The Mortdecai Trilogy (Charlie Mortdecai #1-3)(140)
‘You the police, then, eh?’
I chuckled fatly.
‘No, no. It’s a little more important than that,’ I said, in what he may well have taken for a Secret Service voice. ‘Have you seen or heard anyone else – on foot perhaps?’
‘No.’
‘Would you have noticed, do you think?’
‘Bloody right. I’m keeping me ear open for the young lady’s dad, ain’t I?’
‘Yes, of course. Quite right. Well, thanks for your help.’
I was almost at the car when he made a chirruping noise and beckoned me. I went back to him.
‘Funny you should ask that, mister. There’s a bugger in the field of taters behind us, just come in through the hedge. I can’t see him but I can hear him.’
‘Ow, Norman, it’s none of our business, etc.’
‘Belt up, daft cow.’ (How courtship has changed since our days, has it not?)
Norman and I stole into the field and, sure enough, a bugger was, indeed, tip-toeing through the taters. When the time and place were ripe I swept his feet from under him and Norman dived. The man squealed, cursed foully, kicked and clawed. When we had subdued him he proved to be Jock’s domino-pupil, much chagrined: about five pounds’ worth as it turned out. I gave Norman a sweetener too, and he eagerly proffered his name and address in case I ever needed any more deeds of derring-do.
The domino-man and I arrived at La Gouluterie at the very moment when George’s Rover arrived with George and Sam, who had been picked up on the Route Militaire. Jock swept up on his Ariel before we had entered the house. Nothing to report, from anyone.
Except the doctor. He didn’t like any part of this; he was a measles-and-mumps man and his mask of professional confidence was slipping. Much of what he said was for Sam’s ear alone but we others could see Sam’s face twist and darken as he listened. The professional murmuring went on, while Sam ground his teeth. George looked detachedly into space and I fidgeted. It was not, as the children say nowadays, my scene at all.
The situation was so fraught that Sam almost forgot to give the doctor his ritual glass of brown sherry before speeding him off on some other errand of mercy. (He was probably an excellent chap, a credit to Apothecaries’ Hall, but I find it hard to trust doctors with large, unhygienic moustaches. ‘He that sinneth, let him fall into the hands of the Physician’, I always say.)

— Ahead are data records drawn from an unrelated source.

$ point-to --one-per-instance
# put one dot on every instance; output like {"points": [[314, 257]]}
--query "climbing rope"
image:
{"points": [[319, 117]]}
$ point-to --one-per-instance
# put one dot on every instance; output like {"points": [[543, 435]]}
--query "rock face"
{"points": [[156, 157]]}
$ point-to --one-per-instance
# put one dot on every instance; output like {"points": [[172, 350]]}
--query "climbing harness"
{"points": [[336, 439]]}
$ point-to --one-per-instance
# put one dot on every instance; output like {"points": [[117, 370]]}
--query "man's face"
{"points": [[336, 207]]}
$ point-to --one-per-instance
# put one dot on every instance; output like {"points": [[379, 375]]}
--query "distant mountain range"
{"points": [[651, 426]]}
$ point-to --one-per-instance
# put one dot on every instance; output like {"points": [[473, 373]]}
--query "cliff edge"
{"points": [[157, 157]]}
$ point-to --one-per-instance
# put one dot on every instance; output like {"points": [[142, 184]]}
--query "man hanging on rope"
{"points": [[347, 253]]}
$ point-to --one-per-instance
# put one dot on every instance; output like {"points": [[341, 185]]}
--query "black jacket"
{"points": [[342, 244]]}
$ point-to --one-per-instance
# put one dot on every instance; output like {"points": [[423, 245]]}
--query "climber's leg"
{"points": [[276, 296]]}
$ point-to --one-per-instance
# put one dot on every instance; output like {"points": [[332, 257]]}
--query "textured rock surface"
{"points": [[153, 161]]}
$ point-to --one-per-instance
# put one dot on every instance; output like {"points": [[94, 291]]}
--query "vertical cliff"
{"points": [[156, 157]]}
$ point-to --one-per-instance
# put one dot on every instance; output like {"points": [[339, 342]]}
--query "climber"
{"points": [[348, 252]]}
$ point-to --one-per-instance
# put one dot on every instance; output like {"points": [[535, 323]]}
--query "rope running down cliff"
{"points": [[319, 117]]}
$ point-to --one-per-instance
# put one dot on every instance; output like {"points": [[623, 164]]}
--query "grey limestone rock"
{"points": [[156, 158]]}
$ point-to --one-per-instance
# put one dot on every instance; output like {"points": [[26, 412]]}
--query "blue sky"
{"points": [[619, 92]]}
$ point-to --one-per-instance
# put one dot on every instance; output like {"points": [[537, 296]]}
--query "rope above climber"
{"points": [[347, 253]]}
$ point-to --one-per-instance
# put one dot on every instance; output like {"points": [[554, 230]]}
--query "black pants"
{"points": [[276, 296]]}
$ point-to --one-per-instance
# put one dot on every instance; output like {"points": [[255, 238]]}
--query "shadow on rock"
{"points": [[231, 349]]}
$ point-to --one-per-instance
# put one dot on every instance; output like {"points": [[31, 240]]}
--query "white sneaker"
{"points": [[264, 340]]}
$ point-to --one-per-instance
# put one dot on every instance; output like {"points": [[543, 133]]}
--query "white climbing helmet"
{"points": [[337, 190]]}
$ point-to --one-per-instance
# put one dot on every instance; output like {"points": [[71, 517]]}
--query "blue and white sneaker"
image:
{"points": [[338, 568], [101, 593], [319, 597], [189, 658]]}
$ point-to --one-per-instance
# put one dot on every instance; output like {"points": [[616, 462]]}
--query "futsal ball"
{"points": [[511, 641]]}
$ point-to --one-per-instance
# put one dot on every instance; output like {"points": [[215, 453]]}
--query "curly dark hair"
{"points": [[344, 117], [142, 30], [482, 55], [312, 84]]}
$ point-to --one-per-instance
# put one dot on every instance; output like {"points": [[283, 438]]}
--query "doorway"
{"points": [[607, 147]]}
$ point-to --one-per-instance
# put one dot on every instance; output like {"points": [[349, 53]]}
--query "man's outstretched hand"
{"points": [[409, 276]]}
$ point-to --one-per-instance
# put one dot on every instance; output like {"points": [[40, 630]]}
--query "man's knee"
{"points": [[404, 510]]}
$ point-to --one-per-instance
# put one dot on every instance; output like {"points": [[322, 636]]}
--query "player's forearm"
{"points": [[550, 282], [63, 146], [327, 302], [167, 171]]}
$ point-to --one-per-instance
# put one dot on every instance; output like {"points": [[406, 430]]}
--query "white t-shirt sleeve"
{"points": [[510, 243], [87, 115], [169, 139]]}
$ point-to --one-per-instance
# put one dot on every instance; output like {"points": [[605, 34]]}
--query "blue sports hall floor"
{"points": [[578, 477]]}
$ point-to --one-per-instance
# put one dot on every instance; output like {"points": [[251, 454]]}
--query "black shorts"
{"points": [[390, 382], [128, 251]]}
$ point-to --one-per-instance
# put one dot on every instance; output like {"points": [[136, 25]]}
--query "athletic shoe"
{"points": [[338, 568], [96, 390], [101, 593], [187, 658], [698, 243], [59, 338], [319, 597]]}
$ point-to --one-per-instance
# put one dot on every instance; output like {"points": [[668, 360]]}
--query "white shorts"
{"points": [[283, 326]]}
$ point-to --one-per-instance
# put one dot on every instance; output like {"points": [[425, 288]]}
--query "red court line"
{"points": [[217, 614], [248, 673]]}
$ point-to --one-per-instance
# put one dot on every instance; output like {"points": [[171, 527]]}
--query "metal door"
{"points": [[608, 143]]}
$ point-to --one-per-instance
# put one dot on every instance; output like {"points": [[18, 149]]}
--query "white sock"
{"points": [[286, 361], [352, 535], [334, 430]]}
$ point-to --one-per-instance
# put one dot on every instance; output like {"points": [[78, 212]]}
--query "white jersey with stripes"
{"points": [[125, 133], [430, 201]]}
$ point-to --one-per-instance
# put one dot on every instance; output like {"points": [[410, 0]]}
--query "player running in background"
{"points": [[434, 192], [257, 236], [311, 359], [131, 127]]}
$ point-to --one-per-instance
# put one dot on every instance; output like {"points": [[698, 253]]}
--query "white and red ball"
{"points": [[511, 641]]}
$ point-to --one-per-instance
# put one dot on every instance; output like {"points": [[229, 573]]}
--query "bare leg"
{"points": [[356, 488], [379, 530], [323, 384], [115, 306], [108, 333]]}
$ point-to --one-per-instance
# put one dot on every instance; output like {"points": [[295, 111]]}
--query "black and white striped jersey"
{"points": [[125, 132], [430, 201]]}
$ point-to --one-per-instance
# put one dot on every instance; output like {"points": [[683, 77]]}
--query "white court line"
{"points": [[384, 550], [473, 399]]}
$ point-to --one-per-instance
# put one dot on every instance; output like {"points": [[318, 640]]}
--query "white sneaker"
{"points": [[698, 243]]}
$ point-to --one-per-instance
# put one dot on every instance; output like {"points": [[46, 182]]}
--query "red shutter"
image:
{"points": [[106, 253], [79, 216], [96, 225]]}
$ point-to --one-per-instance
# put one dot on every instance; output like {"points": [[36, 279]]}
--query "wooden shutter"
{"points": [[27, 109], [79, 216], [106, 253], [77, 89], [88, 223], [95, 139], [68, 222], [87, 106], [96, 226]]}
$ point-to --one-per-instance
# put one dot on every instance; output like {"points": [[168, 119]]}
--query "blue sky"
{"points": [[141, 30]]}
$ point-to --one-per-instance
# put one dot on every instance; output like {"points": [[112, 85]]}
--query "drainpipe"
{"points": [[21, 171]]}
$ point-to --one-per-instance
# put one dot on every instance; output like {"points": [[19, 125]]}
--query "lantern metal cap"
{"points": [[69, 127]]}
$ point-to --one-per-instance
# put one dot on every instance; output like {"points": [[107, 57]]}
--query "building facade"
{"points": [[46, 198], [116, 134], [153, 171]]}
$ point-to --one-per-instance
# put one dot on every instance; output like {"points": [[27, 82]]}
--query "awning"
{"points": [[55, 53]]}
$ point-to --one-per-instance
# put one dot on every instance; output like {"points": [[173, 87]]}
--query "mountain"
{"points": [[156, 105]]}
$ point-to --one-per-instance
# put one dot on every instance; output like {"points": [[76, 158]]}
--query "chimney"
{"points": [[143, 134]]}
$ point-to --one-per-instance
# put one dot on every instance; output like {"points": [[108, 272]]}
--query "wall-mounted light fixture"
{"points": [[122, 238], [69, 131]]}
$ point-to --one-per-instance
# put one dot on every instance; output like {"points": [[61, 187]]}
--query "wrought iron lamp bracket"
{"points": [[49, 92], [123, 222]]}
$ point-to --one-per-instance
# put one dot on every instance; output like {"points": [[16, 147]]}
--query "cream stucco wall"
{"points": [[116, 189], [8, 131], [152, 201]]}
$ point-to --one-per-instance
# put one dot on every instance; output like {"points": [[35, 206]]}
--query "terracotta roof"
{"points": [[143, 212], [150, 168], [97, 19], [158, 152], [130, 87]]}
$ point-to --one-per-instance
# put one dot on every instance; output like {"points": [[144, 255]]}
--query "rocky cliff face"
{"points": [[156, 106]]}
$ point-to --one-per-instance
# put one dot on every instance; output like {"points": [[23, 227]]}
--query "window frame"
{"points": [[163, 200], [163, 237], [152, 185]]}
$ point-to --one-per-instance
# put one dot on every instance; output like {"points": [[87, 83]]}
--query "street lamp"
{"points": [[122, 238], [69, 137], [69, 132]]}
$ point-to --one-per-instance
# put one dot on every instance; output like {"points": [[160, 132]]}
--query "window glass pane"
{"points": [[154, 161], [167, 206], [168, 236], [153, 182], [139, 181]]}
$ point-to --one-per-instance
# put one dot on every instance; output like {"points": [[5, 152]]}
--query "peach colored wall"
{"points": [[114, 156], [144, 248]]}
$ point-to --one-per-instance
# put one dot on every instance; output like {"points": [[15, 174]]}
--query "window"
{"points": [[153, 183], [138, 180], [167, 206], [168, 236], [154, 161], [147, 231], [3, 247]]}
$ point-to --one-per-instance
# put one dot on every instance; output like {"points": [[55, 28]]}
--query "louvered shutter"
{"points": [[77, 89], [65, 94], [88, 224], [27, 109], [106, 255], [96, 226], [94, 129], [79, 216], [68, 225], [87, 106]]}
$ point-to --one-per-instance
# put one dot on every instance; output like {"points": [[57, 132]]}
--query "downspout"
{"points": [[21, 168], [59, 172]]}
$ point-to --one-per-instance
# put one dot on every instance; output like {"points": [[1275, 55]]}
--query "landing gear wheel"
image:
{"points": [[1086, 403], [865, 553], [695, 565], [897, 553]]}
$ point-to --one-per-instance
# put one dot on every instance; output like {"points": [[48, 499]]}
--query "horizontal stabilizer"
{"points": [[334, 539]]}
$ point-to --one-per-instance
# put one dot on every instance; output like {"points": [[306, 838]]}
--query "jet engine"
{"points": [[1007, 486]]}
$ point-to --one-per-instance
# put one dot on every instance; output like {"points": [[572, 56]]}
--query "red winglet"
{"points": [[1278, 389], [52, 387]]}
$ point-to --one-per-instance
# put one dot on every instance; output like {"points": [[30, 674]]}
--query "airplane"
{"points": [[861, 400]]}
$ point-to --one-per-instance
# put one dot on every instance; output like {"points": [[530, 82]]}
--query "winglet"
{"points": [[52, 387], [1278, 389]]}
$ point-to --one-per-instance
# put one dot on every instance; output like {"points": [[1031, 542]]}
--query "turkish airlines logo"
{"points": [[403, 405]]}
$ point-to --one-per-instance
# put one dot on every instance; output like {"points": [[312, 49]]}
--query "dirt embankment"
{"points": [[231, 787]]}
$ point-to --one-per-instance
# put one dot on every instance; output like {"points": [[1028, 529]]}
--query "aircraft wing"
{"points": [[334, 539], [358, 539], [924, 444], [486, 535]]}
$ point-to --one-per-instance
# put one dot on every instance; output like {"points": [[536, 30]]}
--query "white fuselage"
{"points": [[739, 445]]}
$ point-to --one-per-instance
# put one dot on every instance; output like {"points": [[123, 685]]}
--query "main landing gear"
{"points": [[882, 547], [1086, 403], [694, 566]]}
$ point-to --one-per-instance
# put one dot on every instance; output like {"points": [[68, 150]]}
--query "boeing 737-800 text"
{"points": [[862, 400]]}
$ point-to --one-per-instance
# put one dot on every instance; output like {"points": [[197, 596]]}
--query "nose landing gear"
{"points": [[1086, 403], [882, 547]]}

Johanna came downstairs looking troubled: Violet had at last succumbed to the massive dose of sedative that the doctor had hosed into her (would you believe 15 millilitres of paraldehyde?) but she was in a pretty sorry state. We all went into conference and the story-until-now emerged as follows.
The assailant had apparently entered the house through the pantry window. Violet had been in her bedroom, taking off her make-up before showering. She had been clad only in those sensible woolly knickers which girls like Violet always wear. Suddenly a hideous shape had appeared in her dressing-table mirror – only for a second, because the light went out an instant later.
Sam had been in his study, which is lined with books, even the doors, which make it virtually sound-proof; but in any case Johanna doesn’t think Violet would have screamed, she would have been petrified with terror.
The rapist had been rough, to put it mildly, and had savaged Violet both here and there. The Marquis de Sade could have taken his correspondence course profitably. He seemed to have been motivated more by hatred than lust. Violet had babbled incoherently to Johanna for a few minutes before lapsing into a clenched sort of silence and the few cogent bits which Johanna could remember were:
‘He stank horridly, like a goat.’
‘He smelt of grease, but nasty.’
‘He was wearing a horrid mask, it smelt of rubber.’
‘He hated me.’
‘He had a sword painted on his tummy.’ (In Violet’s Noddy-world, even mad rapists have tummies, not bellies. Enid Blyton, Enid Blyton, how much we all owe you!)
‘He had spikes on his arms.’ (George and I looked at each other, this was straight from the Beast of Jersey case-book.) ‘He kept on saying beastly things, they were in a weird language – no, not patois – but I could tell they were beastly things.’
‘His hands were all covered with earth, they hurt me.’
The really nasty thing, however, the thing that had made her at last scream, was that, after the fiend had slid out of the window, she had felt something cold and wet, high up between her thighs.
It had wriggled.
‘It was a frog, for Christ’s sake,’ said Sam disgustedly, ‘the man is clearly insane.’
‘A frog?’ I asked.
‘That’s what I said.’
‘Sam, was it sort of greeny yellow with long hind-legs?’
‘God blast it, Charlie, you do try a man’s patience. I was in no mood to look at the thing’s legs. I just snatched it up and threw it.’
‘Where?’
He half rose, murder in his eyes, then thought better of it.
‘I think I threw it into the waste-paper basket,’ he said, in the strangled sort of voice you use when you want people to know that no further questions will be answered.
‘Johanna,’ I said, ‘will you please go and find it?’
She went. She found it. It wasn’t greenish-yellow with long legs, it was brown and naevous and squat.